Intercellular adhesion molecule 1 gene K469E polymorphism is associated with coronary heart disease risk: a meta-analysis involving 12 studies.
Ji, YN, Wang, Q, Zhan, P
Molecular biology reports. 2012;(5):6043-8
Abstract
Coronary atherosclerosis is a leading cause of coronary heart disease (CHD). Atherosclerotic lesion is a complex polygenic disease in which gene-environment interactions play a critical role in disease onset and progression. The ICAM1 gene-E469K polymorphism has been reported to be associated with CHD, but results were conflicting.

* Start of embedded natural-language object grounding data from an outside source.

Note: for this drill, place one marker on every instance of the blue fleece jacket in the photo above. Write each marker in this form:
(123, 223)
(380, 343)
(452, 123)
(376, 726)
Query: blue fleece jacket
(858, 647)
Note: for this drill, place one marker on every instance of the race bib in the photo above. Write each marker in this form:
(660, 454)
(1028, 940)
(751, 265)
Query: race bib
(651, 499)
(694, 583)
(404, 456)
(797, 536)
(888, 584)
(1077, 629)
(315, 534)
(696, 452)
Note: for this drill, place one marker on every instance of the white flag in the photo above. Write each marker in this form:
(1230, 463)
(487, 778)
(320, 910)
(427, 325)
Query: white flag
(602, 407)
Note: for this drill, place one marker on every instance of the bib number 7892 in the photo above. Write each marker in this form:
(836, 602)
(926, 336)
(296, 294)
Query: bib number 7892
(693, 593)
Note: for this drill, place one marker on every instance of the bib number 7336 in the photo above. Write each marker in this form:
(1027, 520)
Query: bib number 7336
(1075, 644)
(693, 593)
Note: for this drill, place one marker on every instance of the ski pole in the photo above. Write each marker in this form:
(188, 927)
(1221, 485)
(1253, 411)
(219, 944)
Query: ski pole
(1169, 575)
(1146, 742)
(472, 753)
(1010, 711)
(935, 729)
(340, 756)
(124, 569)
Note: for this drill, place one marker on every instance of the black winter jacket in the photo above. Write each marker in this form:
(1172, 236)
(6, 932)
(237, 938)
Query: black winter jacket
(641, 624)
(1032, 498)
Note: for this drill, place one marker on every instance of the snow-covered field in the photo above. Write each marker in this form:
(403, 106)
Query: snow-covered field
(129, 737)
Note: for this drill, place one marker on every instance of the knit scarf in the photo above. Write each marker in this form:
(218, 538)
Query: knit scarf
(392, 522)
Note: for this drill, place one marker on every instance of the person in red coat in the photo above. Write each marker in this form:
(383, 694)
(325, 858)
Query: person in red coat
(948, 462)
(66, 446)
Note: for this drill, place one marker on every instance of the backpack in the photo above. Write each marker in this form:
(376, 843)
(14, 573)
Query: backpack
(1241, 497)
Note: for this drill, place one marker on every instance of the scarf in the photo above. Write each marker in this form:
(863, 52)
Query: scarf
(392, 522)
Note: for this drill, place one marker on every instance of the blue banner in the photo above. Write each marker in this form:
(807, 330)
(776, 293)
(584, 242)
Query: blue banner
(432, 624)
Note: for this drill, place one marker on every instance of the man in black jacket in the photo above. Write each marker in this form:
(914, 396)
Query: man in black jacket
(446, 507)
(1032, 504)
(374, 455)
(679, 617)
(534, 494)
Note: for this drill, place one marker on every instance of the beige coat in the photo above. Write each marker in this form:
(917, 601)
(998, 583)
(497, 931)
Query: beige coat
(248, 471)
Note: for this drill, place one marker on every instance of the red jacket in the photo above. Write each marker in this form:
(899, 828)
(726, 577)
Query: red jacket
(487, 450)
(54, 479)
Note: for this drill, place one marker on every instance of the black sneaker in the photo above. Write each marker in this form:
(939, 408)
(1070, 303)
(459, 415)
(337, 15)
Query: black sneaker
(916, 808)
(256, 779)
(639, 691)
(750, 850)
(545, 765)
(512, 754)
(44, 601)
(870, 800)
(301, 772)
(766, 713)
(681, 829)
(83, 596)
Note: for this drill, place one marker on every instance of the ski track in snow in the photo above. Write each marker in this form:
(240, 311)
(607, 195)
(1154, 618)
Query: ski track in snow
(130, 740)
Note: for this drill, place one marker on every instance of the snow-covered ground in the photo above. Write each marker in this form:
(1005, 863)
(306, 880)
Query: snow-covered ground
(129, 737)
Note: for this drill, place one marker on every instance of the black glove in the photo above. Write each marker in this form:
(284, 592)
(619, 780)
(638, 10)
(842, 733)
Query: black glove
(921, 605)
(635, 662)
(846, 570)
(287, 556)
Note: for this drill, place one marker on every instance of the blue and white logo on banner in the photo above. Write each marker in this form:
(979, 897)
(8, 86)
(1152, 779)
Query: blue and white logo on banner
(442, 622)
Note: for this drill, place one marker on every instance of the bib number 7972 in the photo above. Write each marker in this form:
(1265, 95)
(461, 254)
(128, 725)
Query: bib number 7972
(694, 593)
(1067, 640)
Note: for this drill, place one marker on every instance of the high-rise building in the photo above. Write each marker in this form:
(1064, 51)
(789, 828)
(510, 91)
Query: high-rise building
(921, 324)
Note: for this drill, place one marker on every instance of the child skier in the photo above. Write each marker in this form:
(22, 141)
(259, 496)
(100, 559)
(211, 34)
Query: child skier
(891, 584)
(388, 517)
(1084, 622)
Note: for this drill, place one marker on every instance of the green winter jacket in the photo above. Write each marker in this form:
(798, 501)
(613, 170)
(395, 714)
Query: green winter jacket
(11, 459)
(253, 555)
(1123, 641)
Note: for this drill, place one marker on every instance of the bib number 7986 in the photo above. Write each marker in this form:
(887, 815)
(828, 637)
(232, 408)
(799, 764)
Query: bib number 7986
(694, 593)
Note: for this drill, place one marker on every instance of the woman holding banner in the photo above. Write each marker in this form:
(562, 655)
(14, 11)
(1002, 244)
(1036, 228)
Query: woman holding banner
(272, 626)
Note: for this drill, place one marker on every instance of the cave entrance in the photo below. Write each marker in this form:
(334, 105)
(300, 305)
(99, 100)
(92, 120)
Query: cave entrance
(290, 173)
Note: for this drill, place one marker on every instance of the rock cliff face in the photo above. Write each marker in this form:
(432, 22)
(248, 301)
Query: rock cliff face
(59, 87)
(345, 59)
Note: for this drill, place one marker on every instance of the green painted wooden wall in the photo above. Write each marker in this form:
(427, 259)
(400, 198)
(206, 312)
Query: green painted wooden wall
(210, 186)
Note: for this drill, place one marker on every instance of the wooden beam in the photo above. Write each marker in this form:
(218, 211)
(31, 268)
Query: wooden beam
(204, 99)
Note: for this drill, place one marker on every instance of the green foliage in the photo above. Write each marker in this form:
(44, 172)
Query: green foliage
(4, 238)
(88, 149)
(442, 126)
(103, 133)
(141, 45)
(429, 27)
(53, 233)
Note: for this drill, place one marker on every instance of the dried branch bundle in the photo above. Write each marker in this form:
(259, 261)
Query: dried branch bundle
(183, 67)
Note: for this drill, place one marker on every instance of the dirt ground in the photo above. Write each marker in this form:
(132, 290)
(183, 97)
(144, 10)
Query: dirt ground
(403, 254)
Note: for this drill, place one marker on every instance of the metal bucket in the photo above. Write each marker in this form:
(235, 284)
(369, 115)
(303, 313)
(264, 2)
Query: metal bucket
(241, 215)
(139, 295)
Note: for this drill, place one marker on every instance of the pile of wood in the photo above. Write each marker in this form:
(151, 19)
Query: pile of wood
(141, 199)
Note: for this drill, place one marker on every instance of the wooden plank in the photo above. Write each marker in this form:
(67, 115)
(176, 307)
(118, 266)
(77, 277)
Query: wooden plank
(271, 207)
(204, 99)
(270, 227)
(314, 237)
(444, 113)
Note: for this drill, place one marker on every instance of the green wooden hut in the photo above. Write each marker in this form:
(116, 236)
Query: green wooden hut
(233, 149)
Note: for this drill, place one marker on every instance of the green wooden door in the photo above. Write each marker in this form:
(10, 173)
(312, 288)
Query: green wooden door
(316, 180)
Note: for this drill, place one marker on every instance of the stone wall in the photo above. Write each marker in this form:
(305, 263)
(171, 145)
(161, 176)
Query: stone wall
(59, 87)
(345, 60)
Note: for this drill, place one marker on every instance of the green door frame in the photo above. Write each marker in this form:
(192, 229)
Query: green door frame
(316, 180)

A systematic review and meta-analysis of the published studies were performed to gain a clearer understanding of this association. The PubMed, Embase, and CNKI databases were searched for case-control studies published up to August 2011. Data were extracted and pooled odds ratios (OR) with 95% confidence intervals (CI) were calculated. Twelve eligible studies, comprising 2,157 cases and 1,952 controls, were included in the meta-analysis. The pooled result showed that the ICAM1 gene-E469K polymorphism was significantly associated with an increased risk of CHD (OR = 1.496, 95% CI = 1.363-1.642, for the allele K vs. allele E; OR = 1.919, 95% CI = 11.635-2.253, for the K allele carriers vs. EE). Subgroup analysis supported the results in the Asian populations and in the Caucasian populations. This meta-analysis suggests that the ICAM1 gene K469E polymorphism is associated with CHD risk and the K allele is a more significant risk factor for developing CHD among Asian and Caucasians populations.